Bigworld, In contrast to the shaky stock market, the gold and silver charts look poised to move back toward the 2020-21 highs. Now that crypto has been largely discredited as a 'go to' alternative, gold/silver should resume more of that traditional role as a hedge. It sure has been a dramatic turnaround for the metals since Sept/Oct.

As Rickards points out, the direction of the US dollar is usually the biggest factor for gold prices. The dollar peaked in Sept/Oct, when the metals bottomed, and the metals have zoomed as the dollar has come back down to Earth. So the traditional inverse relationship between the dollar and gold is asserting itself, and the ongoing collapse of crypto is bringing people back to gold. And the emergence of a China-Russia-BRICS gold backed currency should be a big plus for gold.
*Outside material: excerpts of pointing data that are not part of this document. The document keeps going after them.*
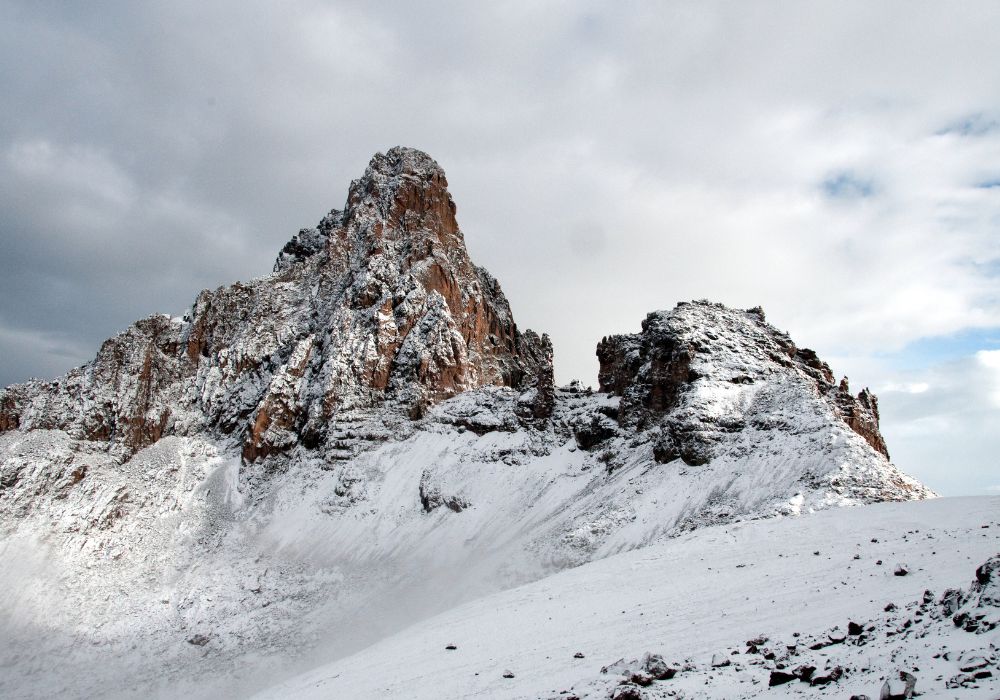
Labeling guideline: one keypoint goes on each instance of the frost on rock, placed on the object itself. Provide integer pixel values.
(379, 305)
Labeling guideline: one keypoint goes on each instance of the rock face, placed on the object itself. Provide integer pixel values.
(703, 371)
(364, 437)
(378, 305)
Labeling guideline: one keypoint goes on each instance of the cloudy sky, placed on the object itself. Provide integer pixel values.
(837, 163)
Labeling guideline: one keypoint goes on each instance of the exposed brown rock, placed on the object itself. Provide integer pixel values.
(653, 369)
(379, 305)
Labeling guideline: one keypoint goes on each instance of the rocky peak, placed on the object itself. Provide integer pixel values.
(698, 371)
(379, 305)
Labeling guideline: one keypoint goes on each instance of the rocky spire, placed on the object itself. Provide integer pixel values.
(378, 305)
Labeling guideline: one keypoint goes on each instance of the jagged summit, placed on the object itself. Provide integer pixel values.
(324, 456)
(379, 303)
(697, 371)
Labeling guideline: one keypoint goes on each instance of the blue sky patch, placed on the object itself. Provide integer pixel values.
(927, 352)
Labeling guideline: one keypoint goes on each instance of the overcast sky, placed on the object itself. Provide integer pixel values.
(837, 163)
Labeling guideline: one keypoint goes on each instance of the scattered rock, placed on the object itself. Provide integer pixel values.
(832, 676)
(804, 672)
(780, 678)
(974, 663)
(655, 666)
(627, 692)
(910, 684)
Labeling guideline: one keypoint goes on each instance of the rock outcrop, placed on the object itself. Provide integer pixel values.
(701, 371)
(379, 305)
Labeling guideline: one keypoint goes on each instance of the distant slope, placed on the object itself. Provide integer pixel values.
(706, 594)
(310, 461)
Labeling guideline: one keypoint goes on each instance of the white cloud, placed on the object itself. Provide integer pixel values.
(606, 160)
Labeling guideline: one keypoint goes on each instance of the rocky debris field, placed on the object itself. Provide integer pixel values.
(927, 647)
(796, 607)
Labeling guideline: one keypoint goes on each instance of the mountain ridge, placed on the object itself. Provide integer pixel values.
(365, 438)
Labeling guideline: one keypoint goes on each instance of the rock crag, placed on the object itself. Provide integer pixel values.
(378, 305)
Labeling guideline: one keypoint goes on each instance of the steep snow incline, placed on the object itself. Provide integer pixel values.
(789, 581)
(212, 568)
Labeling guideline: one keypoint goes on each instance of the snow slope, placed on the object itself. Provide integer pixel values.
(789, 580)
(315, 460)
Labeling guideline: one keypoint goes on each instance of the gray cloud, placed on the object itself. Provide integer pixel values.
(607, 160)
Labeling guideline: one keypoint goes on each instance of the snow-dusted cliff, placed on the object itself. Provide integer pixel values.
(307, 462)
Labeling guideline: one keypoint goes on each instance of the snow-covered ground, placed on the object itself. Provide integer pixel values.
(787, 581)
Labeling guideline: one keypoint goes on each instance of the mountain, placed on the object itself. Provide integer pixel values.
(308, 462)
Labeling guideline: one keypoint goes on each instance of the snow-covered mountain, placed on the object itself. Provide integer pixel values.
(306, 463)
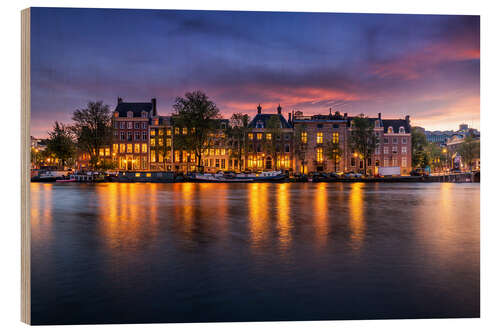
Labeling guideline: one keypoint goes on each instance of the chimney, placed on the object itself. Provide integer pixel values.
(153, 101)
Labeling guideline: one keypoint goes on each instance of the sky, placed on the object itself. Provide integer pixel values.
(424, 66)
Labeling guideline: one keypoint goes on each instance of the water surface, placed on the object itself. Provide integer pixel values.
(133, 253)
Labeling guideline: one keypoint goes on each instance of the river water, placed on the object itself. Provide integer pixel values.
(184, 252)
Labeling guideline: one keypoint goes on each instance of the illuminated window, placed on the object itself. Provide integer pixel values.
(319, 137)
(335, 138)
(319, 155)
(303, 136)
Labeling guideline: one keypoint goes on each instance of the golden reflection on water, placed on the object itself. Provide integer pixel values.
(41, 211)
(356, 211)
(283, 208)
(258, 206)
(321, 213)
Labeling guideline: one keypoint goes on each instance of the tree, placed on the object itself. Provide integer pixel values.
(469, 150)
(300, 145)
(418, 145)
(236, 132)
(60, 143)
(92, 129)
(197, 114)
(333, 152)
(363, 139)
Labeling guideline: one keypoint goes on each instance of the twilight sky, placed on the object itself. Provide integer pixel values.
(426, 66)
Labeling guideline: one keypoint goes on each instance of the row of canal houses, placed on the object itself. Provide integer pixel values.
(143, 141)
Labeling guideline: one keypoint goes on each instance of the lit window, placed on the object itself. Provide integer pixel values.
(319, 137)
(335, 138)
(319, 155)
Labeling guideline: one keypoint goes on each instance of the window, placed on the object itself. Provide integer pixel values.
(319, 155)
(319, 137)
(303, 137)
(335, 138)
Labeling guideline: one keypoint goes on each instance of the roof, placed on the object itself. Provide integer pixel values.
(263, 118)
(137, 108)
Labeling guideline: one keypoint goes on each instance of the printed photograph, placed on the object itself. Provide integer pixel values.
(236, 166)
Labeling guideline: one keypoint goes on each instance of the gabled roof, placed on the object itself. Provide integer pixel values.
(137, 108)
(263, 118)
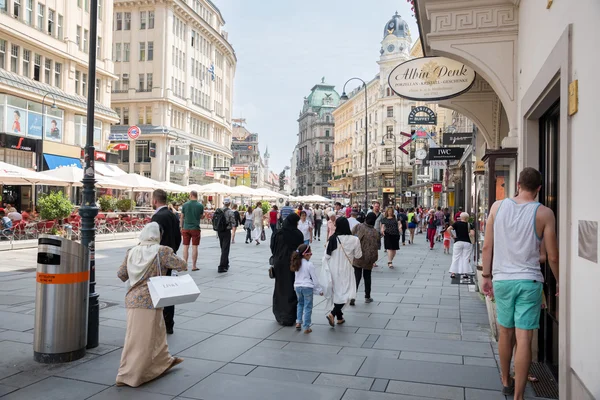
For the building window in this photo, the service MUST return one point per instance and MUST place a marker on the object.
(143, 21)
(85, 40)
(57, 72)
(117, 55)
(14, 58)
(41, 12)
(59, 31)
(142, 51)
(47, 71)
(77, 81)
(127, 24)
(119, 24)
(126, 52)
(26, 60)
(37, 67)
(29, 12)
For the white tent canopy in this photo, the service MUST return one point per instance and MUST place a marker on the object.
(13, 175)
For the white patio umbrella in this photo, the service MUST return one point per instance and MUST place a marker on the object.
(13, 175)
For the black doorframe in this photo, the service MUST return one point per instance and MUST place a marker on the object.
(549, 125)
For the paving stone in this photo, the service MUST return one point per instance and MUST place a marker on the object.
(220, 348)
(431, 372)
(231, 387)
(54, 388)
(440, 346)
(237, 369)
(255, 328)
(426, 390)
(284, 375)
(211, 323)
(445, 358)
(331, 363)
(345, 381)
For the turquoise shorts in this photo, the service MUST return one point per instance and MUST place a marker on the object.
(518, 303)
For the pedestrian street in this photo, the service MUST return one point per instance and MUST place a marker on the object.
(421, 338)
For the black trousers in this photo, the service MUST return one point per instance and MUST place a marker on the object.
(169, 311)
(225, 241)
(366, 273)
(318, 223)
(337, 311)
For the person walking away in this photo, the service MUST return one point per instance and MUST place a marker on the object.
(238, 222)
(273, 218)
(516, 230)
(342, 249)
(403, 219)
(431, 228)
(305, 285)
(446, 232)
(171, 237)
(305, 226)
(318, 222)
(257, 216)
(283, 244)
(145, 353)
(390, 230)
(223, 221)
(191, 214)
(369, 244)
(248, 224)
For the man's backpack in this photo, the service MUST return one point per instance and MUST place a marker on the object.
(219, 220)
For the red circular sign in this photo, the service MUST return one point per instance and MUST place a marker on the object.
(134, 132)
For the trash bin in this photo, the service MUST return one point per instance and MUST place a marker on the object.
(61, 302)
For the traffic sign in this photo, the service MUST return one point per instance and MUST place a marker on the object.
(134, 132)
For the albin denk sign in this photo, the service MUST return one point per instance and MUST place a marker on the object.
(431, 78)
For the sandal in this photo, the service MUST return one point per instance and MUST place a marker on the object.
(330, 319)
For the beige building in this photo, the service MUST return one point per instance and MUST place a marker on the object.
(534, 103)
(175, 71)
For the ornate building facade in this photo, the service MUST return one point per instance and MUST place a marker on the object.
(314, 151)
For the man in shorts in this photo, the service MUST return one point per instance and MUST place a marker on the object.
(191, 214)
(513, 239)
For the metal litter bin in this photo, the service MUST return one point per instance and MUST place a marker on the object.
(61, 302)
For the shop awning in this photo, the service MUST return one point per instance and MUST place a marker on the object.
(60, 161)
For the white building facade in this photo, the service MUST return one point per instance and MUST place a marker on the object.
(175, 71)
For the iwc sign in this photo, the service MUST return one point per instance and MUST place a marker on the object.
(425, 116)
(431, 78)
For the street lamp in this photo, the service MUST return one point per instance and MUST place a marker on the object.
(88, 210)
(344, 97)
(390, 134)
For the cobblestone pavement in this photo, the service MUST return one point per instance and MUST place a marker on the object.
(421, 338)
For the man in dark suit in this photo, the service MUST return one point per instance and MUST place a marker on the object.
(171, 237)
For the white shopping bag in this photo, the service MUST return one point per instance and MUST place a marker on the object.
(172, 290)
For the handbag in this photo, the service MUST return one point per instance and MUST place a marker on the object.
(171, 290)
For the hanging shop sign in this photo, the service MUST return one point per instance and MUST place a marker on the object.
(457, 139)
(446, 153)
(431, 78)
(422, 115)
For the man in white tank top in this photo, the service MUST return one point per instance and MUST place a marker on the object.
(514, 233)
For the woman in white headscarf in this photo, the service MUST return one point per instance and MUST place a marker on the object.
(145, 353)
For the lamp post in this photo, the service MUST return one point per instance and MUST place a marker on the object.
(390, 134)
(344, 97)
(88, 210)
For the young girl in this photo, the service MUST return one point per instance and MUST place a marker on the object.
(447, 238)
(305, 284)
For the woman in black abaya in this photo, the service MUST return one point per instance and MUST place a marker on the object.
(283, 244)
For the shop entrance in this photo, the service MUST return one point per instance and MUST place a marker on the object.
(549, 167)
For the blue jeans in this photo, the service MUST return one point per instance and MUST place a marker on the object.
(304, 312)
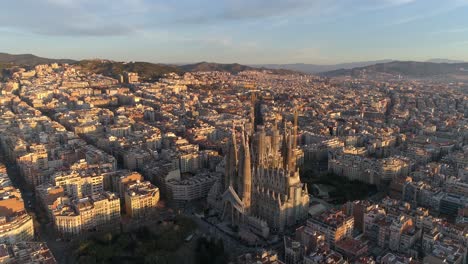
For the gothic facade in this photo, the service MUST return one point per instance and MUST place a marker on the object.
(261, 185)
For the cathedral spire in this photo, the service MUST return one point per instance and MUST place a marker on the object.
(246, 172)
(231, 161)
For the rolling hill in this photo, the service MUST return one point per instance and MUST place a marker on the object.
(29, 59)
(317, 68)
(146, 70)
(409, 69)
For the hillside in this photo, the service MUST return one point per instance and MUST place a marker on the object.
(146, 70)
(29, 59)
(317, 68)
(207, 66)
(409, 69)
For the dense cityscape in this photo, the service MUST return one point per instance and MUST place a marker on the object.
(258, 166)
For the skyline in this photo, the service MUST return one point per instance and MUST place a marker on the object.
(246, 32)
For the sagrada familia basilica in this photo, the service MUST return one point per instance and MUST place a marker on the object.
(261, 189)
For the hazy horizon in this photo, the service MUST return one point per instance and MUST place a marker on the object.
(242, 31)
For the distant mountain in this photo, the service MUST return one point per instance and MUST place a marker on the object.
(233, 68)
(317, 68)
(209, 66)
(410, 69)
(29, 59)
(438, 60)
(147, 71)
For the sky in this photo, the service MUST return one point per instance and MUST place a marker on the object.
(242, 31)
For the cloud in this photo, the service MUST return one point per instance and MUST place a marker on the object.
(75, 17)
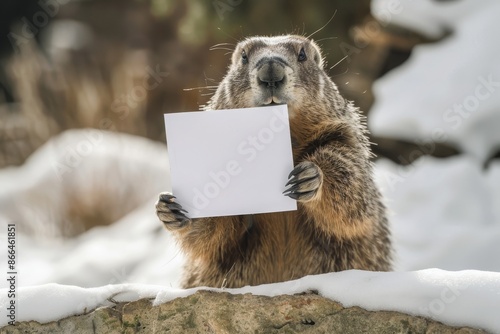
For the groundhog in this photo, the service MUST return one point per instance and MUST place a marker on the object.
(340, 222)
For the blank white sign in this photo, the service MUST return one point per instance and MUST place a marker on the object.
(230, 162)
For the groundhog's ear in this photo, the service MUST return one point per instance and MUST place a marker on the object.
(239, 55)
(318, 57)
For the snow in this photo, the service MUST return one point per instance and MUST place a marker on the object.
(445, 213)
(428, 17)
(459, 229)
(447, 91)
(433, 293)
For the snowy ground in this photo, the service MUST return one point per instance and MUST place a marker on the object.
(445, 213)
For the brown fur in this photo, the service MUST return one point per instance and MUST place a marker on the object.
(340, 222)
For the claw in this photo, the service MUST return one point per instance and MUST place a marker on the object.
(299, 195)
(176, 207)
(167, 197)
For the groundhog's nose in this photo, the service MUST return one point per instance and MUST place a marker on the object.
(271, 73)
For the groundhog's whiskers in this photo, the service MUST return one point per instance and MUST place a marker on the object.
(223, 46)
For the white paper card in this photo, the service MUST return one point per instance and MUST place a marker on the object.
(230, 162)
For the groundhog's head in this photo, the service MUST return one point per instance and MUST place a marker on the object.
(273, 70)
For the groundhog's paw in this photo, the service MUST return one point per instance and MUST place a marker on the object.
(304, 181)
(171, 213)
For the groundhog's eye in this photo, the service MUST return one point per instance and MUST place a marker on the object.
(244, 57)
(302, 55)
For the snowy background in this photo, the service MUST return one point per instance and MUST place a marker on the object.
(445, 213)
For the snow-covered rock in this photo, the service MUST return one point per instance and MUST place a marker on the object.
(447, 91)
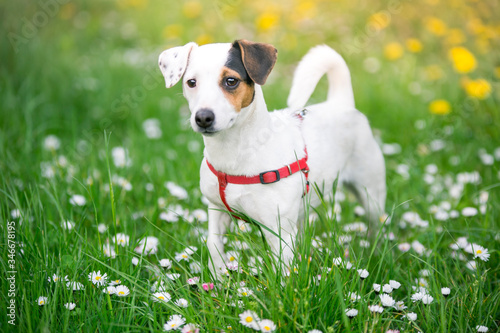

But what will the US/Western finance ghouls resort to in order to keep their grip on things?

The geopolitical risks are mega right now -- Russia-Ukraine, China-Taiwan, plus N. Korea, and if that's not enough, there is China-Covid, and the potential for Saudi Arabia to break the Petrodollar deal. Despite Covid exploding in China (and new variants?) they are reportedly dropping many of their restrictions for international travel, yikes.

Meanwhile the Fed is intent on driving us into recession, and maintaining it 'as long as it takes'. 2023 definitely looks ominous. Looks like the 'buy the dip' mentality has largely been wrung out of the market, to be replaced by 'sell/short the rallies'. To be followed by 'run for the hills' ?




---
icon url

gfp927z

12/28/22 4:43 PM

#1322 RE: bigworld #1312

Bigworld, Not liking the looks of this market.

Fwiw, I exited my last 10% allocation, half yesterday and half today. I have a decent gain for the year, so can't complain too much, but looks like the elusive goal of a permanent buy/hold stock allocation will have to wait.

The recession hasn't even officially begun yet, and with geopolitical landmines everywhere, I figure no sense standing in front of an oncoming train, especially when cash/T-bills are paying over 4%.

Normally, having the S+P 500 down over 20% would be a big buying opportunity, but the difference this time is the inability of the Fed to come to the rescue. So no 'Fed Put' this time to bail us out. They are forced to keep things ultra tight unless/until something 'breaks', but then if they back off the inflation soars. So a no win situation. Nothing wrong with having a lot in cash/T-bills, dry powder for picking up bargains later.